With that situation, allowing people think that 'someone else will take care of it' by showing everyone's email address would not benefit the world.

If OWS had supported the 'blame the middle class' argument and this led to people using the idea of working less, it would have meant I underestimated the competence of the typical person (including OWS supporters)... as seen by the video I linked at the end of the "Why economists are wrong" argument (first seen here). A given change in the world will be seen as having a certain benefit by any specific person. It may be possible to manipulate their perceptions so they overestimate this benefit but this is not an honest thing to do. Meanwhile, understanding that change will incur a specific cost for someone. Smarter people have a lower cost for understanding things. This is the time and mental cost but also implications for other people and situations, which is why intelligent people are less likely to be traumatized after undergoing a traumatic event, because they are more able to integrate unexpected events with a view of the world where people are still 'good'.

If the cost of understanding a change exceeds the expected benefits, then there is no reason to think someone will support a change or that they will try to get their friends to support it. It is easy to assign value to economic changes to one's situation but more difficult for things like "not being accused of being greedy by people with less money than you", especially when people feel they can compensate for inequality by associating only by people with similar amounts of money and thereby maintain the perception that there are no significant problems in the world. And people who do see value in the non-economic changes are generally intelligent enough to fall into the 'feedback gap'.

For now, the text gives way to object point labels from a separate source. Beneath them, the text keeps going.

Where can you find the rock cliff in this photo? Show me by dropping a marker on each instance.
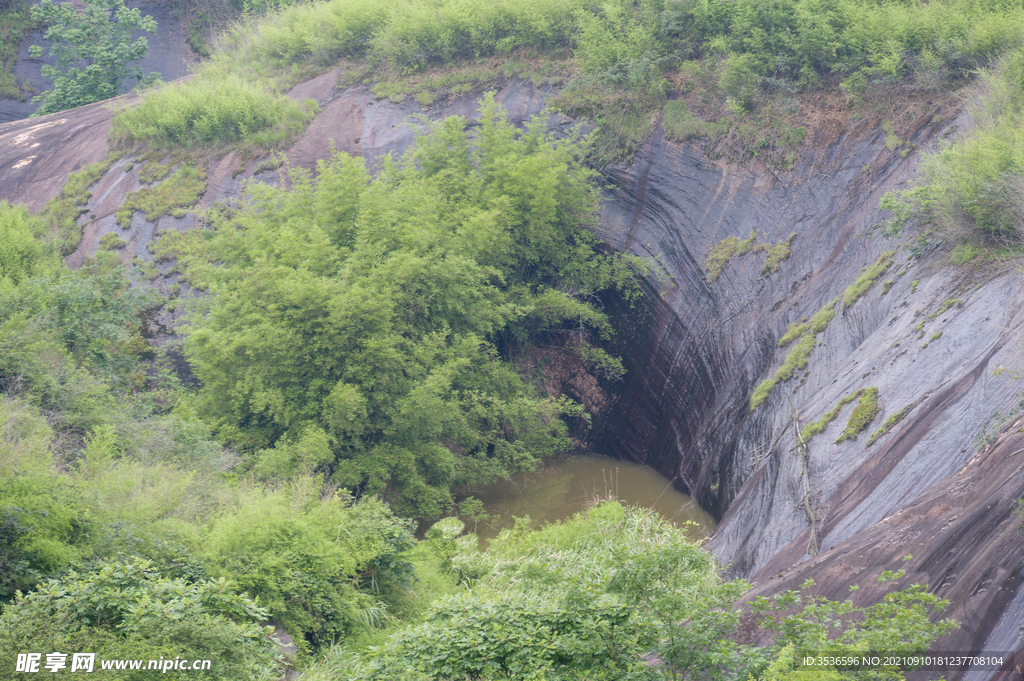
(931, 495)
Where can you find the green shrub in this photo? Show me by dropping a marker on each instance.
(815, 427)
(727, 248)
(819, 321)
(58, 219)
(855, 291)
(889, 423)
(112, 242)
(679, 124)
(776, 254)
(797, 358)
(130, 610)
(795, 331)
(182, 189)
(213, 112)
(401, 290)
(862, 415)
(304, 556)
(22, 255)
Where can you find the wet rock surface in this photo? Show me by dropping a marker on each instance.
(939, 484)
(169, 55)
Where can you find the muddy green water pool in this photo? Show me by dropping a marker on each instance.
(567, 485)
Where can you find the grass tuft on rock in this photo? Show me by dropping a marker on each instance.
(889, 423)
(730, 247)
(854, 292)
(862, 415)
(180, 190)
(815, 427)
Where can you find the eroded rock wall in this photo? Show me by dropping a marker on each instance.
(929, 487)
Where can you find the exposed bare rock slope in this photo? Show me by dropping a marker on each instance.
(938, 485)
(169, 55)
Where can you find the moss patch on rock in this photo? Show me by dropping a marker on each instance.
(854, 292)
(180, 190)
(730, 247)
(815, 427)
(889, 423)
(862, 415)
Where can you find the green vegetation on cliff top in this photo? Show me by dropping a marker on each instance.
(744, 65)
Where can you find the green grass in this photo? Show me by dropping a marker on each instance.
(801, 352)
(213, 112)
(862, 415)
(15, 24)
(948, 303)
(815, 427)
(112, 242)
(154, 172)
(777, 253)
(679, 124)
(730, 247)
(795, 331)
(797, 358)
(856, 290)
(889, 423)
(820, 320)
(59, 216)
(180, 190)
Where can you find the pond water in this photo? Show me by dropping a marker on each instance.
(567, 485)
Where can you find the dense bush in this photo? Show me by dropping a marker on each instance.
(357, 328)
(617, 593)
(306, 557)
(972, 190)
(213, 112)
(129, 610)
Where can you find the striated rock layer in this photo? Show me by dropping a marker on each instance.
(938, 486)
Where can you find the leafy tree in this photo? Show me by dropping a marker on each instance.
(129, 610)
(593, 596)
(94, 51)
(358, 328)
(316, 564)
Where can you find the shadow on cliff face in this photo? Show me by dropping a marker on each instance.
(695, 349)
(169, 55)
(929, 337)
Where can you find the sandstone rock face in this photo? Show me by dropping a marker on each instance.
(169, 55)
(938, 486)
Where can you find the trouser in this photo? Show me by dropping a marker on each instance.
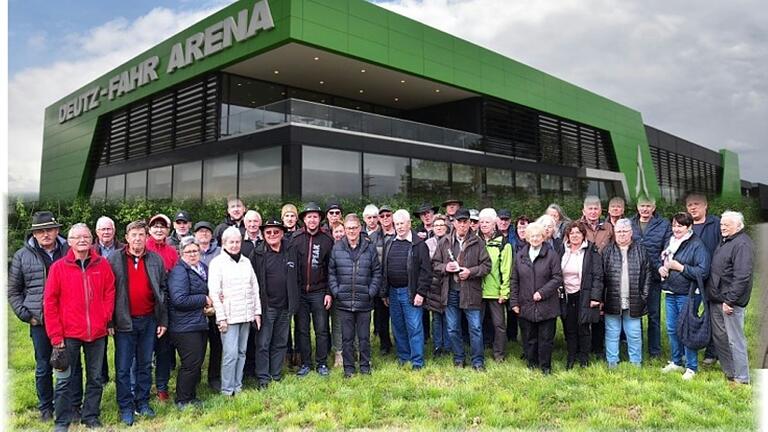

So I am just a little afraid that pointing out someone's mistakes will make them ignore the idea on this site by letting them tell themselves that someone else will take care of it. By now I have pointed out mistakes of basically everyone involved in the situation, multiple times even... and I am not sure how people would feel about this if they read it.

This post was supposed to be a refutation of the assertion in the previous one that the situation could only be fixed if taxes were raised on the middle class, giving them an incentive to care about what happens to the poor. This time by attacking the system of credentials for economic expertise.

But then people might expect me to be interested in the topic! And what would I do then?